Sa Font d’en Simó

Alguien te comenta que sería conveniente que hicieras una excursión “mochilera” a un lugar en concreto. Diversidad de motivos, como pueden ser: abandono de edificaciones, jardines sin el mantenimiento pertinente, playas sucias, caminos abandonados de la mano de Dios, etcétera, con lo cual puede que descubras un lugar que habitualmente no frecuentas y te lleva a recuerdos de la infancia.
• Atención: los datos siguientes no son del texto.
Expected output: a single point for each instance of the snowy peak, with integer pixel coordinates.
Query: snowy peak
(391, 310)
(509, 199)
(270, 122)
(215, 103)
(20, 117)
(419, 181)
Teniendo en cuenta que normalmente hago de puente entre el ciudadano y Es Diari, ayudo al ciudadano que requiere mis servicios y que por supuesto tienen la condición altruista.

Un ciudadano mahonés conocido desde la infancia, me comenta: José, tendrías que efectuar una excursión mochilera, por la zona des vergers de Sant Joan, hasta sa Font d´en Simó, ya que está totalmente abandonada.

Esta excursión verdaderamente me hacía ilusión, ya que en mi infancia era uno de los lugares visitado por mis padres, bajando al puerto de Mahón por la cuesta de Ses Piques, pasando por el antiguo lavadero público, nos adentrábamos por el torrente con dirección a Sa Font de Sant Simón – que era su nombre original – y como en la actualidad algunos políticos, se empeñan en que lo religioso no es importante, al menos lo referente a lo católico, como los crucifijos que molestan en lugares públicos, o Ses Festes de La Mare de Déu de Gràcia actualmente Festes de Gràcia etc. seguramente hicieron desaparecer lo del Santo y se ha quedado Simón a secas.

Lo comento con mi amigo Joan, y juntos ponemos, fil a s´agulla i cap a Sa Font de Sant Simón.

Pensamos que tanto hablar des camí de cavalls – producto turístico estrella de nuestra isla – nos encontraríamos un sendero impoluto, pero cual fue nuestra sorpresa que, a medida que nos acercábamos a la fuente se hacia más y más intransitable… abatzers, cards, vinegrelles, canyes, “patata frita”, tot tipus de flora borda i insectes “toca collons” …Con rasguños i “llepasses” llegamos por fin a nuestro destino SA FONT DE SANT SIMÓN!!, un calor del carajo y sorpresa al canto, la fuente estaba desaparecida por la maleza que había en la zona. En Joan y el “mochilero” supimos que habíamos llegado a nuestro destino por un cartel carcomido por el óxido informando del lugar de la fuente.

De regreso siguió nuestra odisea, un enderrosall cubriendo medio camino, pasamos por la zona de la ermita de Sant Joan, y más de lo mismo hierbajos, zona descuida, carteles indicativos en el suelo…en fín, mis queridos lectores, menos mal que se acerca el día de Sant Joan, y para conmemorar el Santo, al menos por unos días, el lugar lucirá resplandeciente. La celebre frase, nos va como anillo al dedo, a fer net toca que ve sa sogra de visita.